What are Priority Pass restaurants?
Priority Pass is the world’s largest network of independent airport lounges, though in some airports and terminals, Priority Pass isn’t able to strike a deal with a lounge for member access. In those cases, Priority Pass sometimes has an arrangement with a restaurant, and offers members a credit worth ~28USD that they can spend however they’d like.
The concept is that rather than Priority Pass paying lounges every time you use them, they may as well put that money towards getting you food at an airport.
What’s the new Priority Pass restaurant restriction?
As of today (August 1, 2019) American Express cards that offer Priority Pass benefits no longer give you dining credits at Priority Pass restaurants. As American Express describes it, these are “non-lounge airport experiences.”
Interestingly American Express is the only issuer that has announced this change, as similar changes aren’t happening to cards issued by Chase, Citi, etc.
The way I view it, at this point here are the two best cards in the US for Priority Pass memberships:
|Card||# Of Guests Who Get Free Access||Authorized User Access||Cost To Add Authorized User|
|Chase Sapphire Reserve®||2||Yes||$75 Per Person|
|Citi Prestige® Credit Card||2||Yes||$50 Per Person. ($75 Per Person for Cardmember Anniversary dates after September 1, 2019)|
How can you tell Priority Pass membership cards apart?

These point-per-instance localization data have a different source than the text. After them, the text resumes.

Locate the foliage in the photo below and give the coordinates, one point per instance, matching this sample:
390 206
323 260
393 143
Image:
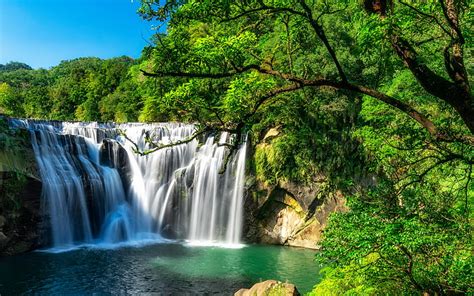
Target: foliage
82 89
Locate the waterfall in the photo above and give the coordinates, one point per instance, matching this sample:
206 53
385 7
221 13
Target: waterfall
97 189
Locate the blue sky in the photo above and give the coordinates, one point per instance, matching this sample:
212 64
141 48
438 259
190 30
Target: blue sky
42 33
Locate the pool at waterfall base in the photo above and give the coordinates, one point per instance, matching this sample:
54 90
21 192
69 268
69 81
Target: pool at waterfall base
168 268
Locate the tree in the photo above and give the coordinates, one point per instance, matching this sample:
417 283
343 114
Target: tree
231 64
391 29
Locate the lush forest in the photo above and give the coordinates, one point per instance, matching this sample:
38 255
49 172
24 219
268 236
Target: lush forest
376 95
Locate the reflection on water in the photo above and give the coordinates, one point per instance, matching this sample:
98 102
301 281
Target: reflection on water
170 268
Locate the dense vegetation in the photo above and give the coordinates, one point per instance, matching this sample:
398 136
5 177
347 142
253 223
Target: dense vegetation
375 95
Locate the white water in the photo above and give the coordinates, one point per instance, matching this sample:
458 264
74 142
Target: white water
97 190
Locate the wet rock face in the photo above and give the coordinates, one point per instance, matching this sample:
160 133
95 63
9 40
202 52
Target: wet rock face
22 228
114 155
288 213
269 287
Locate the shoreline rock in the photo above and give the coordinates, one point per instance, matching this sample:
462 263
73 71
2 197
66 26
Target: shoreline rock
269 288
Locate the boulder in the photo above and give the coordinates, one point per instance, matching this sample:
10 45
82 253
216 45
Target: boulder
269 288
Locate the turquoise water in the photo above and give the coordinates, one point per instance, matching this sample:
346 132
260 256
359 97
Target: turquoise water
172 269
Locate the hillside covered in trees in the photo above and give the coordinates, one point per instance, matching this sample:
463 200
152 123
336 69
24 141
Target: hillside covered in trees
375 95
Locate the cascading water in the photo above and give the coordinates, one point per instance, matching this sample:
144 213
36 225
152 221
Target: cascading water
98 190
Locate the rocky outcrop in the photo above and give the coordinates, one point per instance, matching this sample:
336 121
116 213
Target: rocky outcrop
289 213
21 221
269 288
294 218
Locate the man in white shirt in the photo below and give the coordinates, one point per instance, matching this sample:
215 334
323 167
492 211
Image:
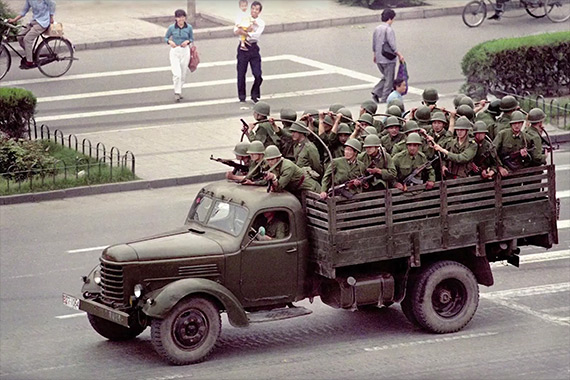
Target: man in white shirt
250 56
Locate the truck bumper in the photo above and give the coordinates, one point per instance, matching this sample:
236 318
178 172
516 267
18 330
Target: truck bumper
96 309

I currently have five credit cards that offer Priority Pass memberships, so I have a lot of membership cards. Stupidly I never marked which card was from which card issuer.
So while there’s no way to definitively tell whether your Priority Pass card was issued by Amex or not, note that:
- Priority Pass cards with 16 digits on the front are issued by Chase
- Priority Pass cards with 11 digits on the front are issued by other card issuers, including American Express and Citi
So if you have a 16 digit card then you should be good, while if you have an 11 digit card and you have multiple non-Chase Priority Pass memberships, you still have your work cut out for you.
At this point you have two best options:
- Look at the expiration date of your Priority Pass card, as the month should closely line up with the month in which you opened your card (if that’s helpful in any way)
- Phone up Priority Pass at 800.352.2834 and ask what issuer your card is from
This is an unfortunate change from Amex, as this is a feature that I really valued. The good news is that other issuers haven’t followed Amex’s lead on this front, so Chase and Citi cards continue offer access to these airport dining experiences.